As angry Americans take to the high-brow street to protest Donald Trump's election, analysts caution that a prolonged disruption could take a meaningful bite out of Tiffany's fourth-quarter sales and earnings. That's because its Fifth Avenue store accounts for roughly 20 percent of Tiffany's U.S. sales, and represents some 10 percent of its total revenues, according to various estimates.
With the store open but difficult to access, Cowen and Company analyst Oliver Chen said traffic could be cut in half on days with heightened security. Assuming that estimate is accurate and holds up for a total of two weeks after the election, Chen said the protests could pressure Tiffany's earnings by 3 cents a share in the fourth quarter.
For every additional week of disruption that could potentially cut sales in half, Chen estimates it would contribute another 3 to 5 cents of pressure per share.
"We do not know how long traffic risk factors will persist, but we do believe investors should be informed about this risk factor," he said in a note. It would be particularly troublesome if the protests continued through the high-traffic Black Friday weekend, or in the final days before Christmas, Chen said.

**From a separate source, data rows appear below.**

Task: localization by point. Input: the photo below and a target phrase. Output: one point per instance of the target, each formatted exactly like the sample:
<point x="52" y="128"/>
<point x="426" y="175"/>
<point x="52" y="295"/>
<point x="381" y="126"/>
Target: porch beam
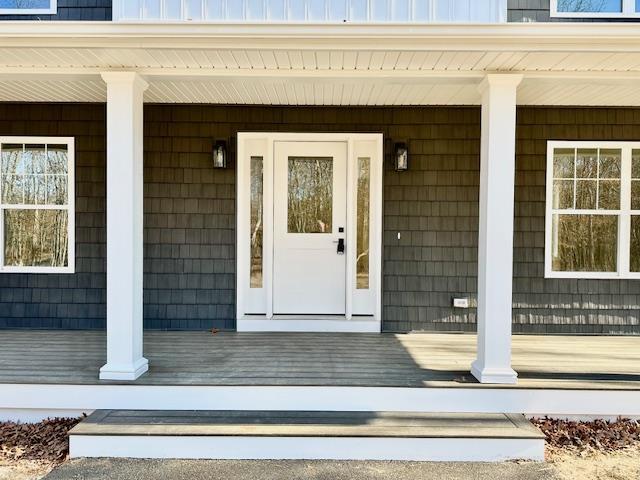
<point x="495" y="245"/>
<point x="125" y="360"/>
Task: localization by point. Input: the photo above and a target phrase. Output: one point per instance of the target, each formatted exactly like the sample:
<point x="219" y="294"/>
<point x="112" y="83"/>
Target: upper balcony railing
<point x="313" y="11"/>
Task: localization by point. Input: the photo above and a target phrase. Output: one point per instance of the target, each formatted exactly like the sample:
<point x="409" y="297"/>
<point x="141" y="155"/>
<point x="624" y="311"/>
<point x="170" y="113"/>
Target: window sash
<point x="628" y="10"/>
<point x="624" y="214"/>
<point x="69" y="207"/>
<point x="52" y="10"/>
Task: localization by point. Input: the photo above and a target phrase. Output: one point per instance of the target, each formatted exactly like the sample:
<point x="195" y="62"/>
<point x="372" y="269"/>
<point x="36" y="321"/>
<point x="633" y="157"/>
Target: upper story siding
<point x="101" y="10"/>
<point x="539" y="11"/>
<point x="88" y="10"/>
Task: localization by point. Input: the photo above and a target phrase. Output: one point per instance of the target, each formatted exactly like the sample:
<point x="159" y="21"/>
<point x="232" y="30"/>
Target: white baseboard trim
<point x="84" y="398"/>
<point x="308" y="448"/>
<point x="317" y="324"/>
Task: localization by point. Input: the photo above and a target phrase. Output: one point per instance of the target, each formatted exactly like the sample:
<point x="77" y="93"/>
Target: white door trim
<point x="257" y="303"/>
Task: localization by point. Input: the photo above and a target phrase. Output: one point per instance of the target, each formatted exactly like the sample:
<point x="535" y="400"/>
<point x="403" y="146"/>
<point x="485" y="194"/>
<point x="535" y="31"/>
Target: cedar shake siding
<point x="78" y="10"/>
<point x="189" y="236"/>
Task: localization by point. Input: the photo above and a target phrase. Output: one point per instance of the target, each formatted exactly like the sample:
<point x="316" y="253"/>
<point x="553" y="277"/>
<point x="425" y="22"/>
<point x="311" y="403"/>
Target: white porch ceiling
<point x="349" y="66"/>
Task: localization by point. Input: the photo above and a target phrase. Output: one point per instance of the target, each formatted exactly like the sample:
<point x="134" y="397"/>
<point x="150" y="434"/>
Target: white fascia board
<point x="610" y="37"/>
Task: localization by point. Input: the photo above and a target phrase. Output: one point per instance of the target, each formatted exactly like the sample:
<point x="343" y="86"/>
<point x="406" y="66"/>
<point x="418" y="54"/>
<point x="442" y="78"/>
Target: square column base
<point x="124" y="371"/>
<point x="498" y="376"/>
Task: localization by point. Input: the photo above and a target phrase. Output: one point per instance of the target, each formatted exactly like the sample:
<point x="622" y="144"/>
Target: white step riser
<point x="308" y="448"/>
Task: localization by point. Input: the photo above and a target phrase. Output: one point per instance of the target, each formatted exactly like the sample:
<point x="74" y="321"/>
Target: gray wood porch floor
<point x="297" y="359"/>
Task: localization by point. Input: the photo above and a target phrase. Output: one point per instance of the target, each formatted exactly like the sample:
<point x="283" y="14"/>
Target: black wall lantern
<point x="402" y="157"/>
<point x="220" y="154"/>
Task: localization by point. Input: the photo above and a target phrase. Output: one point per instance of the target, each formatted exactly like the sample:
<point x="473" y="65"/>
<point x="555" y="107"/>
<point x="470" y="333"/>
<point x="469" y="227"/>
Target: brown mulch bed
<point x="46" y="442"/>
<point x="600" y="435"/>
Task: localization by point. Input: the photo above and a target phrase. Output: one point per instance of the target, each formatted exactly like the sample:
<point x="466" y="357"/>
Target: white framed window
<point x="595" y="8"/>
<point x="592" y="210"/>
<point x="28" y="7"/>
<point x="37" y="200"/>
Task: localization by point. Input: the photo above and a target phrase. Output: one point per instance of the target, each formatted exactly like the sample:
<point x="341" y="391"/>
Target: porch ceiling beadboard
<point x="329" y="65"/>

The analyst walked down his estimates for the company due to this uncertainty, but maintained the "buy" rating he placed on its shares last week.
In a separate note to clients, Wells Fargo analyst Ike Boruchow listed heightened security on Fifth Avenue as yet another headwind challenging Tiffany's rebound. He reiterated his "underperform" rating on the company's stock Wednesday, saying the disruptions are expected to last "at least" until Trump is inaugurated in January.

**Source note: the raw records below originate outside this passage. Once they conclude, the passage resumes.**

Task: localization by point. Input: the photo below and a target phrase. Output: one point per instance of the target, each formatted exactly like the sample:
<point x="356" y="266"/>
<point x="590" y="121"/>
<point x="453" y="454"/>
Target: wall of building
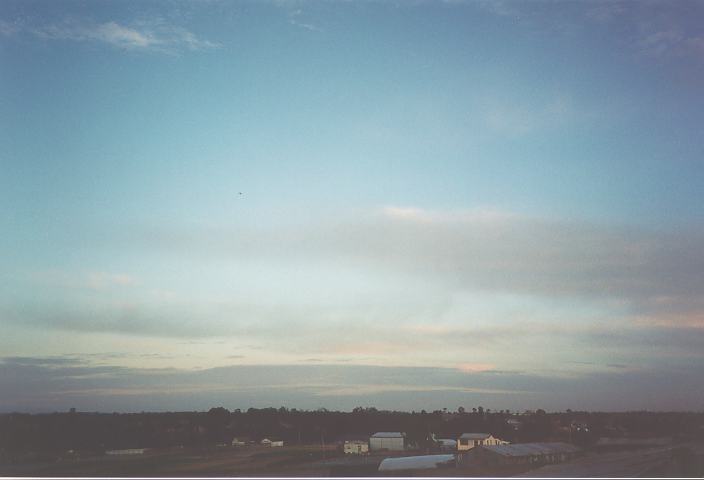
<point x="396" y="444"/>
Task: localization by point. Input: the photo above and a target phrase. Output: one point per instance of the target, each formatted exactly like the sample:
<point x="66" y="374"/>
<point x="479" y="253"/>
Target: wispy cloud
<point x="36" y="386"/>
<point x="296" y="18"/>
<point x="155" y="35"/>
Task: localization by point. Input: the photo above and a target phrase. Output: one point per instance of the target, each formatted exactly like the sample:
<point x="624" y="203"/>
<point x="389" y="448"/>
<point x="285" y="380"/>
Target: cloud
<point x="483" y="276"/>
<point x="656" y="30"/>
<point x="519" y="119"/>
<point x="295" y="19"/>
<point x="155" y="35"/>
<point x="34" y="386"/>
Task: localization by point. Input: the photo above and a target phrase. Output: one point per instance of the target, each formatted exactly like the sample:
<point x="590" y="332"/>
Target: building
<point x="271" y="443"/>
<point x="355" y="447"/>
<point x="421" y="462"/>
<point x="240" y="442"/>
<point x="126" y="451"/>
<point x="527" y="453"/>
<point x="395" y="441"/>
<point x="467" y="441"/>
<point x="446" y="444"/>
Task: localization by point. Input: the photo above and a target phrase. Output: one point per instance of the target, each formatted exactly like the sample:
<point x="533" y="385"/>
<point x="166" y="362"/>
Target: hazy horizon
<point x="406" y="205"/>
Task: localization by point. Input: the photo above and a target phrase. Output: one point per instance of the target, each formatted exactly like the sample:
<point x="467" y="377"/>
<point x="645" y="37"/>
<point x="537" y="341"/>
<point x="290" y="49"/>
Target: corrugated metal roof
<point x="447" y="442"/>
<point x="414" y="463"/>
<point x="527" y="449"/>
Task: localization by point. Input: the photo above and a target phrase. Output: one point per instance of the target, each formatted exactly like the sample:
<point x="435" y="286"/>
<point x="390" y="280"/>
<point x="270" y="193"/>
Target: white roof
<point x="475" y="436"/>
<point x="388" y="435"/>
<point x="412" y="463"/>
<point x="448" y="442"/>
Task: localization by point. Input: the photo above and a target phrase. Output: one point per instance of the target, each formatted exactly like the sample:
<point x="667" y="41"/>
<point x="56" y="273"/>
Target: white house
<point x="446" y="444"/>
<point x="388" y="441"/>
<point x="467" y="441"/>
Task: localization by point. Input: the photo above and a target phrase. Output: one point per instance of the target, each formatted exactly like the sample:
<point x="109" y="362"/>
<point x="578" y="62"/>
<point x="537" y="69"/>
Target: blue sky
<point x="456" y="199"/>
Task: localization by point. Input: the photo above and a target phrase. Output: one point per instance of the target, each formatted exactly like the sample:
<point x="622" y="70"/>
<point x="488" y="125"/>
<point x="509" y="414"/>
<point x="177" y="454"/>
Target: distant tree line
<point x="97" y="432"/>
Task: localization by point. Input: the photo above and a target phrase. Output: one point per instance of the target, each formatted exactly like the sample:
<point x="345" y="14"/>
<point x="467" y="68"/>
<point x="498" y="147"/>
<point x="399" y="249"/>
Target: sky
<point x="401" y="204"/>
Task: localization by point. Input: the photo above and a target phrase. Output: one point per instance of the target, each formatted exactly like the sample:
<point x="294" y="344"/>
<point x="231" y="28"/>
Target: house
<point x="527" y="453"/>
<point x="395" y="441"/>
<point x="126" y="451"/>
<point x="272" y="443"/>
<point x="467" y="441"/>
<point x="355" y="447"/>
<point x="446" y="444"/>
<point x="421" y="462"/>
<point x="240" y="441"/>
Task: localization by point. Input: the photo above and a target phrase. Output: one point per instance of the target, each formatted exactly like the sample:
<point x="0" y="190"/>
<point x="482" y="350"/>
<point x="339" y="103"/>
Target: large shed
<point x="395" y="441"/>
<point x="420" y="462"/>
<point x="527" y="453"/>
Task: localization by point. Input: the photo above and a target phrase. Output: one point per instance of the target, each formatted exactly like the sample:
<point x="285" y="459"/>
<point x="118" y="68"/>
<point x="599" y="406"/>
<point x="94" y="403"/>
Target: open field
<point x="226" y="461"/>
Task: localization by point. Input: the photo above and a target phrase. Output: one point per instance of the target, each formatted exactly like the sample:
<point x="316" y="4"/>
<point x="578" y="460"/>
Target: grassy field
<point x="226" y="461"/>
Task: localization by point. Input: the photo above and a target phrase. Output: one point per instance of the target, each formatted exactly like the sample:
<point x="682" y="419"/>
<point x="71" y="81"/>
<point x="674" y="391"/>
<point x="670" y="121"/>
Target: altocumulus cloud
<point x="154" y="35"/>
<point x="643" y="282"/>
<point x="42" y="385"/>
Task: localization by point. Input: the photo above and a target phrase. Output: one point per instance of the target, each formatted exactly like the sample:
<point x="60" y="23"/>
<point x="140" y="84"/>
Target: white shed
<point x="421" y="462"/>
<point x="395" y="441"/>
<point x="470" y="440"/>
<point x="355" y="447"/>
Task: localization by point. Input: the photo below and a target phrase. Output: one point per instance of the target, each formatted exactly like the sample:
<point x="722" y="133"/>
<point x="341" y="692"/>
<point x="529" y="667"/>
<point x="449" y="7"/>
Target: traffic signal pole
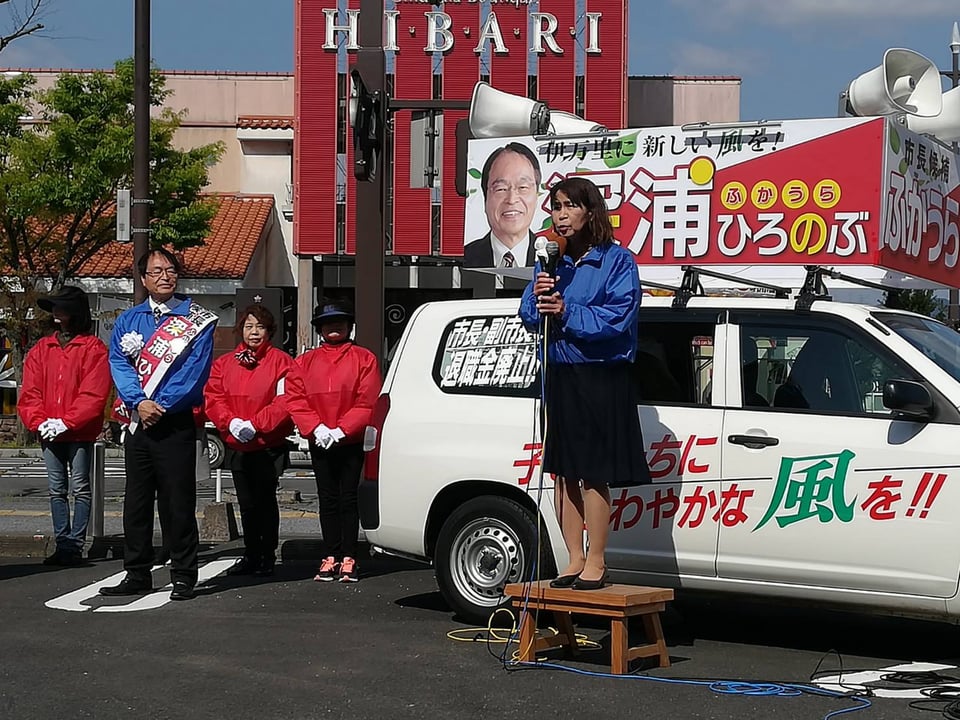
<point x="371" y="196"/>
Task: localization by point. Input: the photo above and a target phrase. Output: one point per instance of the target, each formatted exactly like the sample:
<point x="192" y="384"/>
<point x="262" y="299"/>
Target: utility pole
<point x="954" y="75"/>
<point x="370" y="200"/>
<point x="140" y="204"/>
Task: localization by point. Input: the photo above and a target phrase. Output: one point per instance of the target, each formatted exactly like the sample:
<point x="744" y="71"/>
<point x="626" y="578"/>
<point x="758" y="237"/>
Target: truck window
<point x="674" y="362"/>
<point x="791" y="365"/>
<point x="487" y="355"/>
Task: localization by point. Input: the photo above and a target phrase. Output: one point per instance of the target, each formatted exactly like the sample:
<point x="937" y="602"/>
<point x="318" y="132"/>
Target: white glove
<point x="51" y="428"/>
<point x="323" y="436"/>
<point x="237" y="427"/>
<point x="246" y="431"/>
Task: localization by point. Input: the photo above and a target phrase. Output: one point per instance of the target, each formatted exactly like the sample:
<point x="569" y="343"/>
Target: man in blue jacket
<point x="160" y="356"/>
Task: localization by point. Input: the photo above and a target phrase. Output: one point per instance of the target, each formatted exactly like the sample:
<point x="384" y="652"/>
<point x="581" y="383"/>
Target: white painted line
<point x="74" y="601"/>
<point x="161" y="597"/>
<point x="850" y="681"/>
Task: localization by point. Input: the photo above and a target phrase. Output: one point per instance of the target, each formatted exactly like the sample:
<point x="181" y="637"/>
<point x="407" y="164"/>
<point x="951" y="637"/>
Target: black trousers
<point x="256" y="476"/>
<point x="160" y="463"/>
<point x="337" y="472"/>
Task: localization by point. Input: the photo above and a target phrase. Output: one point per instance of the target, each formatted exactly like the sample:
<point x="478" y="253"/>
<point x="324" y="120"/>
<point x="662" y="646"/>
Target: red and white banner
<point x="844" y="191"/>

Other risks to the brand's performance include ongoing weakness in luxury sales, which are getting hit by a slowdown in tourism and a strong U.S. dollar, Boruchow said.
Citi analyst Paul Lejuez echoed that Tiffany was already facing a laundry list of challenges before the protests began. He reiterated his "neutral" rating on the stock, saying the upheaval on Fifth Avenue is not its biggest concern.
Lejuez previously predicted tourism declines would pressure sales at Tiffany's Fifth Avenue flagship by 12 percent this fiscal year, and said Wednesday that he is sticking to that assumption.